Studio album by Clare Fischer
- Released: 1969
- Recorded: August 16 and 17, 1968 at T.T.G. Studios
- Genre: Jazz
- Length: 40 min
- Label: Atlantic SD 1520
- Producer: Albert Marx

Clare Fischer chronology
| One to Get Ready, Four to Go (1968) | Thesaurus (1969) | Great White Hope! (and his Japanese friend) (1970) |

= Thesaurus (album) =

Thesaurus is an album by American composer/arranger/pianist Clare Fischer, recorded and released in 1969 by Atlantic Records. Reissued in 1979 as 'Twas Only Yesterday by Discovery Records, and on CD, again by Discovery, in 1988 as part of a CD entitled Waltz, encompassing both Thesaurus and the 1980 LP, Duality. In 2000, Thesaurus received a dedicated CD reissue under its original title from Koch Records.

Professional ratings
Review scores
| Source | Rating |
| AllMusic |  |
| Cash Box | favorable |
| Coda | favorable |
| High Fidelity | favorable |
| The New York Times | favorable |

==Reception==
Ken Dryden reviewed Thesaurus for Allmusic and wrote: "Fischer's potent originals and first-rate arrangements bring out the best in his musicians...A well-conceived chart of Billy Strayhorn's 'Upper Manhattan Medical Group' swings mightily. The leader even makes a rare appearance on alto sax in the brief 'In Memoriam,' dedicated to the assassinated Kennedy brothers."
The New York Times review by Martin Williams was written shortly after the album's original release:
West Coast pianist Clare Fischer has done what I wish Monk would do: he has written his own big band arrangements; the results are admirable. Fischer can make his ensembles whisper, sing, shout, praise, explain, cajole, proclaim. He is not afraid to be simple when simplicity will work; he can write for a mere quintet within the ensemble when he wants to.

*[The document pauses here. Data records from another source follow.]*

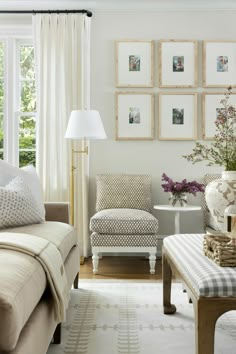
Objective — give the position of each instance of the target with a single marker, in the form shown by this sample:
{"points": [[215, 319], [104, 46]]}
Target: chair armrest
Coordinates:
{"points": [[57, 211]]}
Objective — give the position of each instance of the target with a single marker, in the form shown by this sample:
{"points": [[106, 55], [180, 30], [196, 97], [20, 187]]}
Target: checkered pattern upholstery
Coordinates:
{"points": [[208, 219], [204, 275], [123, 191], [124, 221]]}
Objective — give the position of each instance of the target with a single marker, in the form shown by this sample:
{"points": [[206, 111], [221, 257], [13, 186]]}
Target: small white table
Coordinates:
{"points": [[177, 210]]}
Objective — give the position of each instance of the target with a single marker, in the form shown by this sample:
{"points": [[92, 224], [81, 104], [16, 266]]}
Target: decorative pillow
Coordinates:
{"points": [[18, 205], [29, 175]]}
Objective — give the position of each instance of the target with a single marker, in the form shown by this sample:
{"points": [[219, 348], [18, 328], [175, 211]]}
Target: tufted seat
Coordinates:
{"points": [[123, 222]]}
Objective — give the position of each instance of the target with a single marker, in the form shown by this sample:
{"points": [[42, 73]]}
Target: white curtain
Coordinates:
{"points": [[62, 57]]}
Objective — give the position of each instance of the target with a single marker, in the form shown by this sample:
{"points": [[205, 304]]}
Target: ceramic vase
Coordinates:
{"points": [[219, 195]]}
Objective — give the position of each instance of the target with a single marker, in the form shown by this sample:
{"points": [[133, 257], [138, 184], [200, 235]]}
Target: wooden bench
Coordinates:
{"points": [[211, 288]]}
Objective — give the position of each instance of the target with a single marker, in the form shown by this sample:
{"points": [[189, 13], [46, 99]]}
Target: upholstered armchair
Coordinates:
{"points": [[123, 222]]}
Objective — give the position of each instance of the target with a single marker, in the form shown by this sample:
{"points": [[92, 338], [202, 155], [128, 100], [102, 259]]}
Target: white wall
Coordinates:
{"points": [[152, 157]]}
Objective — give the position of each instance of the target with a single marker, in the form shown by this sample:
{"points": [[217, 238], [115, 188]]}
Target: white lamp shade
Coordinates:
{"points": [[85, 124]]}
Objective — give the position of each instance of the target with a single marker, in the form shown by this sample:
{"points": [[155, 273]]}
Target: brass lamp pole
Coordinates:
{"points": [[82, 125]]}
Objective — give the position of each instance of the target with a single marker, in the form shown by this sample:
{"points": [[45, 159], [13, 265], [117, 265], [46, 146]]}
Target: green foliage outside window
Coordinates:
{"points": [[1, 99], [27, 126]]}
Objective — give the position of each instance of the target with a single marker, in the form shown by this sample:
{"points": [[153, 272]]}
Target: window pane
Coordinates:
{"points": [[1, 59], [27, 62], [27, 140], [1, 97], [27, 158], [1, 137], [28, 96]]}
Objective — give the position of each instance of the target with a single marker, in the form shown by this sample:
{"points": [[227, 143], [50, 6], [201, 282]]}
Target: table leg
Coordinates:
{"points": [[177, 222]]}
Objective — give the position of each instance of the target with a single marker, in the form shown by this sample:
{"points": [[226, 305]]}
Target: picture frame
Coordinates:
{"points": [[134, 63], [211, 107], [178, 63], [134, 116], [177, 116], [219, 63]]}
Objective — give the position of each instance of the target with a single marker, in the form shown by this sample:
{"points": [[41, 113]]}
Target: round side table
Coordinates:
{"points": [[177, 210]]}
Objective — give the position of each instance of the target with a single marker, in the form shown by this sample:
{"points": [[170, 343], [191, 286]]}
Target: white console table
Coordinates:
{"points": [[177, 210]]}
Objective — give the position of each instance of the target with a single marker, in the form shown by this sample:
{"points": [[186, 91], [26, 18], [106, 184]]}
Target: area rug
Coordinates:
{"points": [[126, 317]]}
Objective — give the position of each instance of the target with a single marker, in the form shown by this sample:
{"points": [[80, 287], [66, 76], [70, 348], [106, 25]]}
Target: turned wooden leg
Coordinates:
{"points": [[205, 320], [57, 334], [152, 262], [76, 281], [95, 259], [167, 277]]}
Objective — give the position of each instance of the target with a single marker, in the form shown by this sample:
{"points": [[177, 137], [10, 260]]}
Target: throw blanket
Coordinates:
{"points": [[50, 258]]}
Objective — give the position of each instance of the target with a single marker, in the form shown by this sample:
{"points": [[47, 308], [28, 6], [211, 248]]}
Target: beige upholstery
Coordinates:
{"points": [[26, 313], [62, 235], [123, 222]]}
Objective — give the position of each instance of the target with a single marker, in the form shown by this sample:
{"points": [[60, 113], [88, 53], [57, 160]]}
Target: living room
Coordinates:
{"points": [[113, 24]]}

The solos by tenor saxophonist Warne Marsh, particularly, and baritone saxophonist Bill Perkins are the best I've heard from these men, but, the leader excepted, some of the other improvisers confine themselves to other people's ideas.

==Track listing==
All selections composed by Clare Fischer except where noted.

All selections arranged by Clare Fischer with the exception of "Calamus," which is arranged by the composer.

Side One
1. "The Duke" – 4:53
2. "Miles Behind" – 5:03
3. "Calamus" (Stewart Fischer) – 4:44
4. "Lennie's Pennies" (Lennie Tristano) – 5:22
Side Two
1. "Twas Only Yesterday" – 6:29
2. "Bitter Leaf" (Stewart Fischer) – 6;58
3. "Upper Manhattan Medical Group" (Billy Strayhorn) – 4:11
4. "In Memoriam (John F. & Robert F. Kennedy)" – 1:55 (alto sax solo – Clare Fischer)

==Personnel==
- Clare Fischer – piano, Fender-Rhodes electronic piano
- Gary Foster – lead alto sax
- Kim Richmond – alto sax
- Louis Ciotti & Warne Marsh – tenor saxes
- Bill Perkins – baritone sax
- John Lowe – bass sax
- Larry McGuire, Buddy Childers, Conte Candoli, Steve Huffsteter & Stewart Fischer – trumpets
- Gil Falco, Charley Loper & David Sanchez – trombones
- Morris Repass – bass trombone
- Chuck Domanico – bass
- Larry Bunker – drums
On "Calamus," "Bitter Leaf" & "Upper Manhattan Medical Group," Buddy Childers is replaced by John Audino.